Gold not always a safe bet, despite Peter J. August’s glowing opinion
With another global financial crisis due soon, is gold really a safe bet for investors?
Why Gold Matters, by Melbourne Mint chief executive Peter J. August, is an interesting book that profiles a range of historical crises in economies and markets, and sets out a case for multiple sources of calamities in the future.
I have great sympathy for such efforts. First, because about every seven to 10 years since the 1960s we have seen a global financial crisis. The next one is due soon. Second, because there is no way to avoid the next crunch.
Regulators simply are unable to predict their occurrence and identify developments in real time. And there are no sanctions for the senior executives — especially in financial institutions — who bring us the crises. August is correct: “Leaving those who acted as vectors of the financial plague to engineer new solutions is folly.”
The first chapter is an interesting introduction to gold, particularly its place in ancient times and passage to diverse uses as coinage and in industry. Chapter two is a review of the evils of inflation, illustrated by photos of a Zimbabwean $100 trillion note and a wheelbarrow of German cash required to buy a loaf of bread in 1923.
After the history lesson, the meat of the book sets out factors in modern economies that could trigger future crises. The language turns lyrical: “The GFC was the product of a diabolical union. For years, politicians and bankers had been hooking up like libidinous revellers at a swingers’ bacchanal.”

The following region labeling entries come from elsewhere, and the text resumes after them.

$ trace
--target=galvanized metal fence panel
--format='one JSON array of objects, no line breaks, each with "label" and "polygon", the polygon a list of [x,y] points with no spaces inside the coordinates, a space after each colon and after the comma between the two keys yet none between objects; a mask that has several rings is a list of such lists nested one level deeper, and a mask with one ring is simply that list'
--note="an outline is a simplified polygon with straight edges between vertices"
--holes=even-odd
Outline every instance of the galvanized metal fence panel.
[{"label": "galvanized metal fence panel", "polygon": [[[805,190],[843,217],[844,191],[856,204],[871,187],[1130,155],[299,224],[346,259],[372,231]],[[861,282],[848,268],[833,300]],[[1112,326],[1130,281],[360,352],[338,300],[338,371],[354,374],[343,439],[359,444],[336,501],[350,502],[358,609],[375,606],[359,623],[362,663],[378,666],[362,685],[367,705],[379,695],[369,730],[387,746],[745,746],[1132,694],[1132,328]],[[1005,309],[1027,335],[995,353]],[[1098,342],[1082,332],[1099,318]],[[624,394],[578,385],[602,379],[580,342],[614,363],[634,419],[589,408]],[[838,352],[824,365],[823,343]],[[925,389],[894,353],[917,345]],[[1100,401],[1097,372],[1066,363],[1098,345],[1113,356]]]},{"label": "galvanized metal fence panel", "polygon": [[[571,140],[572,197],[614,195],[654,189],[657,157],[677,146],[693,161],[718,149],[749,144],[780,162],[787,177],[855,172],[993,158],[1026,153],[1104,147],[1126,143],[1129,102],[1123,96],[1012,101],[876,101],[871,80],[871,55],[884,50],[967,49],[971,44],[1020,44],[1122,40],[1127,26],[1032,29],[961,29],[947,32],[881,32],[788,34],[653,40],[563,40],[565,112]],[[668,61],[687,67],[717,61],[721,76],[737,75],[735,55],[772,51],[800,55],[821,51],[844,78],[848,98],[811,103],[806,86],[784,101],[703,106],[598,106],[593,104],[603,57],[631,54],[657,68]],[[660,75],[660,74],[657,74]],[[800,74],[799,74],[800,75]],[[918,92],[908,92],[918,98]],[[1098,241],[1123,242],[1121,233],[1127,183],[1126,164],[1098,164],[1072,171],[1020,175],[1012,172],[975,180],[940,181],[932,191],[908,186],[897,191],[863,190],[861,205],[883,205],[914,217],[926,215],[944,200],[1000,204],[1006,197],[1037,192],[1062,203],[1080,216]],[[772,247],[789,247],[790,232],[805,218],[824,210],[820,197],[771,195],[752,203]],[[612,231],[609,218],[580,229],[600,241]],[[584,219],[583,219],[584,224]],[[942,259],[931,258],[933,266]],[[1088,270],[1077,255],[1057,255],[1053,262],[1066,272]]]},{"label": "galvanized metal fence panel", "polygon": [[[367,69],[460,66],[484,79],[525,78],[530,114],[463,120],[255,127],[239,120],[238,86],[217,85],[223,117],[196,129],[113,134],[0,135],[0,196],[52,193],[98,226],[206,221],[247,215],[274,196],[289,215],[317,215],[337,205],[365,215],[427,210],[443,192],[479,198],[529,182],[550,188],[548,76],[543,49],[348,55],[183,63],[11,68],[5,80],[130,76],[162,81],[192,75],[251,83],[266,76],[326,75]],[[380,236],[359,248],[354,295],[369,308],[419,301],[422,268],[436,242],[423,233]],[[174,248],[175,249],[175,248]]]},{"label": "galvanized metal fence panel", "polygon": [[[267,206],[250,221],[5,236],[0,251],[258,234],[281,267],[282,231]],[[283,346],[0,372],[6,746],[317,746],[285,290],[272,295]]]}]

With this head of steam, the book rips into the risks posed from the hoarding of gold by Asian investors; banking’s business model where less than 10 per cent of deposits and loans to banks are backed by cash; manipulation of gold prices through derivatives; chronic warfare and disruptions to oil supply; and continuing debt and currency volatility.
Although this detail is interesting, its authority is undermined by the lack of an index, and only 18 references in the bibliography, with a few others noted in the text. Nor is credibility helped by errors of fact. August writes that “the financial crisis that followed the collapse of legendary US investment banking firm Lehman Brothers in 2008 put a rocket under the gold price”. In fact, on the Friday before Lehman’s weekend collapse, gold closed at $US758 an ounce; two months later it was down 7 per cent to $US732. At another point: “The backing of the federal government and Reserve Bank preserved the [Australian] banks’ triple-A credit rating.” Of course, they are rated only double-A or lower.
The intent of this background seems to be to set out conditions that are leading inexorably to global economic malaise and erupting inflation. At such a time, “only gold and silver can possibly endure, and only those who own the precious metals will preserve their wealth”. The rationale is gold and silver are safe havens for investors in times of crisis because their value endures when paper currency, shares and so on collapse. August argues: “Gold is the ultimate zero-risk investment during times of fear and uncertainty.” Gold is “an investor’s go-to commodity when other instruments of exchange, other stores of wealth, are in doubt”. This leads to his closing paragraph: “Given the clear and present threat of systemic failure, only gold and silver … offer a genuine haven in the event of a crisis … That is why gold and silver matter.”
This highlights the main weakness of the book: it merely asserts that gold can protect investors against the many threats to their wealth. This assertion is neither tested nor proven. Ideally one would like to see a chart of the gold price, and boxes pointing to events that triggered its rise or where the price held up in real terms while the value of other assets collapsed. Such a chart does not exist because gold does not provide the claimed protection.
Certainly there are examples of market collapses where the price of gold held up. For instance, August correctly points out that the Lehman Brothers bankruptcy was the US’s largest and “destroyed the already shaky confidence investors had in the world’s premier financial institutions”. The US stockmarket fell by 32 per cent over the next two months. What happened to gold? As discussed earlier, in the wake of one of the globe’s most damaging financial events gold’s price wobbled down, too, although not by as much as shares.
But this is the exception rather than the rule. In fact a plot of the gold price and the US equity market shows gold often fails to provide protection against financial crises. And, of course, the circumstances the book advances as support for investing in gold have been true since 2011 when the gold price peaked and has fallen by a third.
Across the longer term gold has proven to be a below-average investment. Until 1971 gold’s price was pegged to the US dollar at an official rate of $US35 an ounce; once that was lifted the price jumped to about $US65 in 1973, and is about $1200 today. In the past 44 years, gold’s price rose 19-fold, or an average of about 6.9 per cent a year. During the same time the US S&P 500 rose 20-fold, or 7 per cent annually, to which should be added about 2 per cent in dividends. Even ultra-safe US Treasury bills returned almost 5 per cent a year.
It is fine to say in hindsight that gold could have provided protection, but calling the turn is difficult if not impossible. Moreover, every investor is aware of diversification, by which many asset classes move in different directions. Gold is not the only hedge against financial crises.
Gold is neither a good long-term investment nor a uniquely reliable store of wealth in periods of crisis. Unfortunately, facts belie the book’s conclusion: “If one thing shines through in this book, it is that gold and silver matter more than ever.”
Les Coleman is a finance academic at the University of Melbourne.